LUMIÈRE D’ÉTÉ, PUIS VIENT LA NUIT
Dans le village islandais décrit par Jon Kalman Stefansson, il n’y a pas de cimetière ni d’église. Mais il est peuplé d’habitants âgés, dont « on dirait que la mort les a oubliés », et aussi de Sigridur – dont la beauté fait des ravages –, Kjartan – jeune homme obèse, marié et infidèle –, Jonas – sur les traces de son père policier –, ainsi que de nombreux fantômes. Dès le titre, Lumière d’été, puis vient la nuit, surgit la dimension poétique de l’écriture, à l’oeuvre dans le roman tout entier. Elle traduit le glissement permanent entre la perspective – lointaine – d’un village dont les résidents forment une constellation de vies abstraites, et celle des histoires personnelles. Au fil des interactions, la trame révèle l’ambiguïté des personnages : amours, humiliations, souvenirs, transformations individuelles et collectives… La première métamorphose est celle du directeur de l’Atelier de tricot qui, un jour, reçoit une lettre en latin et décide d’étudier la langue à Reykjavik. « L’Astronome » revient bilingue, ermite, grand lecteur, chineur de vieux livres, et donne des conférences savantes au collectif. « Délaissant toutes contingences terrestres / je me suis tourné vers le ciel… »

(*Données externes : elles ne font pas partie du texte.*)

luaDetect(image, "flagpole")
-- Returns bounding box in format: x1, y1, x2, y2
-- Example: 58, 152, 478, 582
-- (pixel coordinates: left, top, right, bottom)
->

Dans ce roman au subtil humour noir, l’intervention d’un narrateur omniscient dont on ne sait rien laisse apparaître les coulisses de la construction du récit. Le village, aux contours géographiques flous, baigne dans une atemporalité qui imprègne le texte et les lecteurs eux-mêmes, transportés dans une intrigue sans intrigue, un déroulement d’histoires non chronologique… En somme, dans une véritable expérience de lecture poétique.